Dedans dehors

« El Otro », de l’Argentin Ariel Rotter, est une expérience sur le passage.

Ingrid Merckx  • 9 octobre 2008 abonné·es

Fallait y penser : démarrer un film par un exercice ophtalmo déclenche un effet de captation et une impression de fusion avec le personnage. Celui-ci, hors-champ, énumère les lettres qui rapetissent sur l’écran. L’homme (Julio Chavez), la quarantaine, apprend au cours de l’examen, pratiqué par sa compagne, qu’il va bientôt être père et qu’il est atteint de presbytie. Il rend ensuite visite à son vieux père et prend brutalement conscience, du fait des deux nouvelles précédentes, du temps qui passe et de la proximité de la mort. Cet examen, qui aurait pu n’être qu’un truc de mise en scène, induit et prolonge un changement de regard sur soi et sur le monde.

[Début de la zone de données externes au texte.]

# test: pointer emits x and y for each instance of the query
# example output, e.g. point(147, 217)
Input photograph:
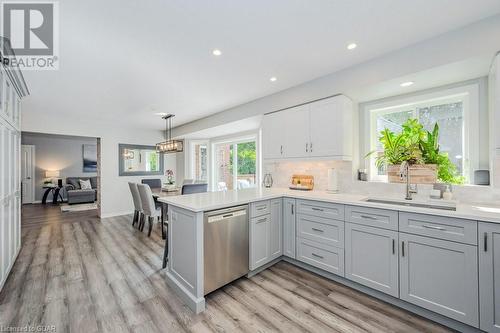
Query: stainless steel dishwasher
point(225, 246)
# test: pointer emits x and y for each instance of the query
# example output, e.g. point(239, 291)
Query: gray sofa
point(75, 192)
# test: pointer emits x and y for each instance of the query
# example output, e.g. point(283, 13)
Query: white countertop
point(216, 200)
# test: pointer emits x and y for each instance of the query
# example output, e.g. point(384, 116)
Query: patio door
point(235, 165)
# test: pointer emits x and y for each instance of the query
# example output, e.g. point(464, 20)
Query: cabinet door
point(289, 227)
point(273, 135)
point(371, 257)
point(259, 241)
point(331, 128)
point(296, 128)
point(441, 276)
point(276, 230)
point(489, 276)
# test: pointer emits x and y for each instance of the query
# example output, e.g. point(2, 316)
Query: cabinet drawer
point(260, 208)
point(328, 258)
point(448, 228)
point(374, 217)
point(326, 231)
point(321, 209)
point(440, 276)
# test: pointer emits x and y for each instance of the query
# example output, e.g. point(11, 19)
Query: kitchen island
point(330, 234)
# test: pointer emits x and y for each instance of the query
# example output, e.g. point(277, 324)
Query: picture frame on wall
point(89, 158)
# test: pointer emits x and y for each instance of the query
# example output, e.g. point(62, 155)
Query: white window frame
point(242, 138)
point(191, 163)
point(467, 94)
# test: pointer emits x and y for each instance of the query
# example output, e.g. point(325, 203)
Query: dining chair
point(153, 183)
point(148, 206)
point(136, 197)
point(194, 188)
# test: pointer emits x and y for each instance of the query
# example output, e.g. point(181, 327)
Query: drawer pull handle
point(317, 256)
point(433, 227)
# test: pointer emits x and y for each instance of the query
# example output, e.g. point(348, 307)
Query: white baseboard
point(107, 215)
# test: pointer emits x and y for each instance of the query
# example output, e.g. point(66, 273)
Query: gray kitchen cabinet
point(289, 227)
point(276, 230)
point(441, 276)
point(489, 276)
point(266, 232)
point(371, 257)
point(328, 258)
point(260, 228)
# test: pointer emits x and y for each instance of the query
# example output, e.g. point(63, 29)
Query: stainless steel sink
point(411, 204)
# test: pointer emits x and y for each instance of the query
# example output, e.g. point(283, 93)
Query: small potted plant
point(170, 184)
point(419, 148)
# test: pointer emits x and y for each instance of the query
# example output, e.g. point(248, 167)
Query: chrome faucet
point(404, 173)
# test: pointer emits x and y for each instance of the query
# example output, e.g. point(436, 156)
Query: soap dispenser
point(447, 195)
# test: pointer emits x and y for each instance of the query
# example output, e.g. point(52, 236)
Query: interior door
point(28, 173)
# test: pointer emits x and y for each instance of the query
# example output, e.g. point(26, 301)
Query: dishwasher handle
point(227, 216)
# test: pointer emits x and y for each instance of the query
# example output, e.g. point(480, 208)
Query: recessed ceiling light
point(406, 84)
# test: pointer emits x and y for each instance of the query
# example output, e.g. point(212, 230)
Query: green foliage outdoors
point(247, 157)
point(416, 145)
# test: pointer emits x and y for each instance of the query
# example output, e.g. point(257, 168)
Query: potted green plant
point(420, 148)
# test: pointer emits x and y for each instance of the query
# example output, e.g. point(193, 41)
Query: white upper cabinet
point(318, 129)
point(294, 124)
point(331, 128)
point(494, 97)
point(272, 137)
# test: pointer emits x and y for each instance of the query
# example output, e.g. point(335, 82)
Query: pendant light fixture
point(169, 145)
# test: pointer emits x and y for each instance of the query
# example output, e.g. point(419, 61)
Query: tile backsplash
point(347, 180)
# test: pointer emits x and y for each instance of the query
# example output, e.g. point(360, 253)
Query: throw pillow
point(85, 184)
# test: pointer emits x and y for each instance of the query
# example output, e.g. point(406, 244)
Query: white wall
point(115, 196)
point(472, 41)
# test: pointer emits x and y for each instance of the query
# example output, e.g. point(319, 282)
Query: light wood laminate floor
point(83, 274)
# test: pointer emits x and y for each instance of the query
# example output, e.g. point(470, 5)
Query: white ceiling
point(125, 60)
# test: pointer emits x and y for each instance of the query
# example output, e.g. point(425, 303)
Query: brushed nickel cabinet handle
point(317, 256)
point(433, 227)
point(485, 242)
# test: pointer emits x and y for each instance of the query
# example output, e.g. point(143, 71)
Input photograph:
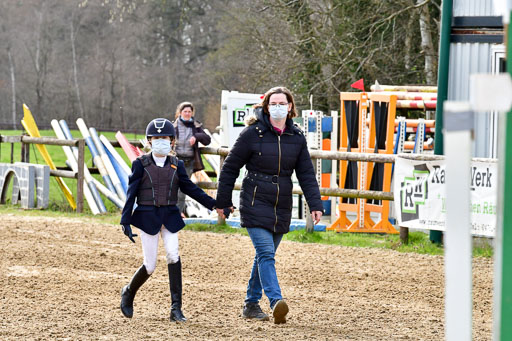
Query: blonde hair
point(278, 90)
point(182, 106)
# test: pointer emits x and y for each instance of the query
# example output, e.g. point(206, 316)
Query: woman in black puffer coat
point(271, 147)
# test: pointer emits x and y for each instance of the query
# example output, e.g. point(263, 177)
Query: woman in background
point(189, 133)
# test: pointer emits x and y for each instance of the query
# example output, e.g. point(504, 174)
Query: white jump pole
point(458, 126)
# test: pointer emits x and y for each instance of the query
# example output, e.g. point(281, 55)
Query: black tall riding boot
point(176, 291)
point(129, 291)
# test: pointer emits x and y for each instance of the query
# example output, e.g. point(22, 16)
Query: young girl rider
point(154, 184)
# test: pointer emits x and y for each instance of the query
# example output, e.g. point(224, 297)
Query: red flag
point(358, 84)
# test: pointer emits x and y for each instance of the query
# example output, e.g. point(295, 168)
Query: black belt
point(275, 179)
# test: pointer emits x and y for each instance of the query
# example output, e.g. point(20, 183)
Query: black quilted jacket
point(270, 159)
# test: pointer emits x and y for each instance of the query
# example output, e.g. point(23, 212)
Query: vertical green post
point(506, 251)
point(442, 87)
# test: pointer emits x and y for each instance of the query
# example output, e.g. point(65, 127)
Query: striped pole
point(115, 154)
point(88, 177)
point(74, 166)
point(95, 155)
point(108, 165)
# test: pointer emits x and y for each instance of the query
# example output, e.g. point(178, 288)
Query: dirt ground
point(60, 279)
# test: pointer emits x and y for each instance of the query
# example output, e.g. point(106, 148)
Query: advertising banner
point(420, 195)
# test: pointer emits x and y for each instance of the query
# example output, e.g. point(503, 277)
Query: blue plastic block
point(326, 124)
point(311, 124)
point(327, 206)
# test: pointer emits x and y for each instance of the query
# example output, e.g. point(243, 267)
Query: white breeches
point(150, 248)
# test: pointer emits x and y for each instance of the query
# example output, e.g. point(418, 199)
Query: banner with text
point(420, 196)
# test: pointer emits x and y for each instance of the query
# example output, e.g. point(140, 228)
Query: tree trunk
point(409, 37)
point(426, 44)
point(13, 87)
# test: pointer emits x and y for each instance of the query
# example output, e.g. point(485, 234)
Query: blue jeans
point(263, 274)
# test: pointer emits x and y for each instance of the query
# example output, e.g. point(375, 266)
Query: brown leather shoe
point(279, 312)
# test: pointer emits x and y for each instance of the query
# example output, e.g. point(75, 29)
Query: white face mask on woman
point(278, 111)
point(161, 146)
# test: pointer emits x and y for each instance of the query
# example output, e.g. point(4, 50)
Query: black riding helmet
point(160, 127)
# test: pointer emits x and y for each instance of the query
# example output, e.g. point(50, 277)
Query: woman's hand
point(316, 215)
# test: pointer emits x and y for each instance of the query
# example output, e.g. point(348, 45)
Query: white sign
point(420, 195)
point(235, 107)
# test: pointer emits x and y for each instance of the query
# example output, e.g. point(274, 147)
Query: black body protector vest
point(159, 185)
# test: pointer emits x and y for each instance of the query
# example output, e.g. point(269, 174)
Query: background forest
point(120, 63)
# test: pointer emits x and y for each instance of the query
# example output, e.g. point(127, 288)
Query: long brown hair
point(278, 90)
point(182, 106)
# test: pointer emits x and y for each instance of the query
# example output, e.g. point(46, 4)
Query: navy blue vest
point(159, 185)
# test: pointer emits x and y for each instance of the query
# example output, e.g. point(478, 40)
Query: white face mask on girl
point(161, 146)
point(278, 112)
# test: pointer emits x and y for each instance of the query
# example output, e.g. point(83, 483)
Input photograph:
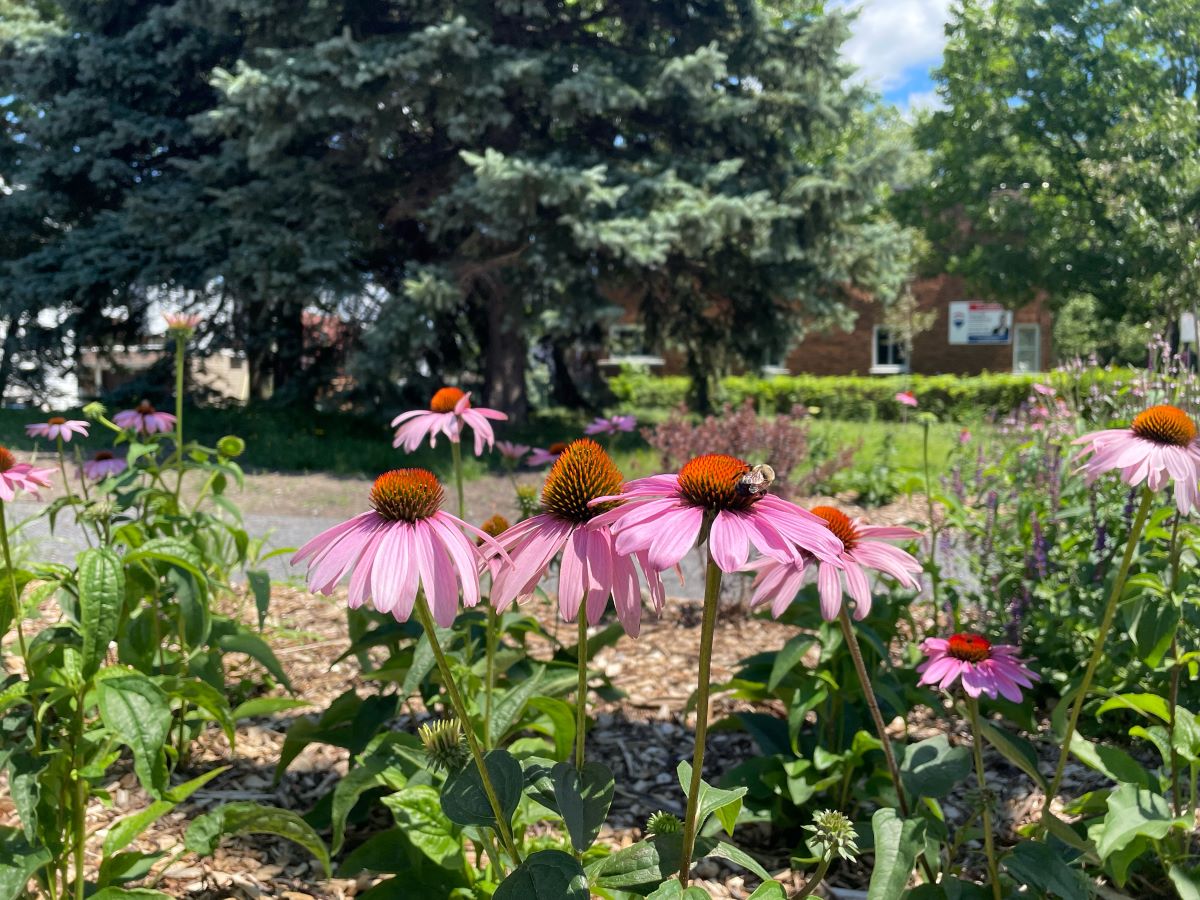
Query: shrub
point(857, 397)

Dès lors, cet homme va tenter, à l’occasion d’un déplacement en province, d’être un autre pour échapper au face-à-face avec lui-même. Plusieurs fois, il changera d’état civil. Plusieurs fois, il côtoiera la mort. Plusieurs fois, il sera pris de panique, d’essoufflement. Et plusieurs fois il s’abîmera dans une contemplation énigmatique. Fixant des mains, des pieds, de la chair…
El Otro, deuxième long-métrage de l’Argentin Ariel Rotter, est moins un exercice d’extraction de soi qu’une expérience existentielle et cinématographique sur le passage : en dedans, en dehors de soi ; en dedans, en dehors du personnage.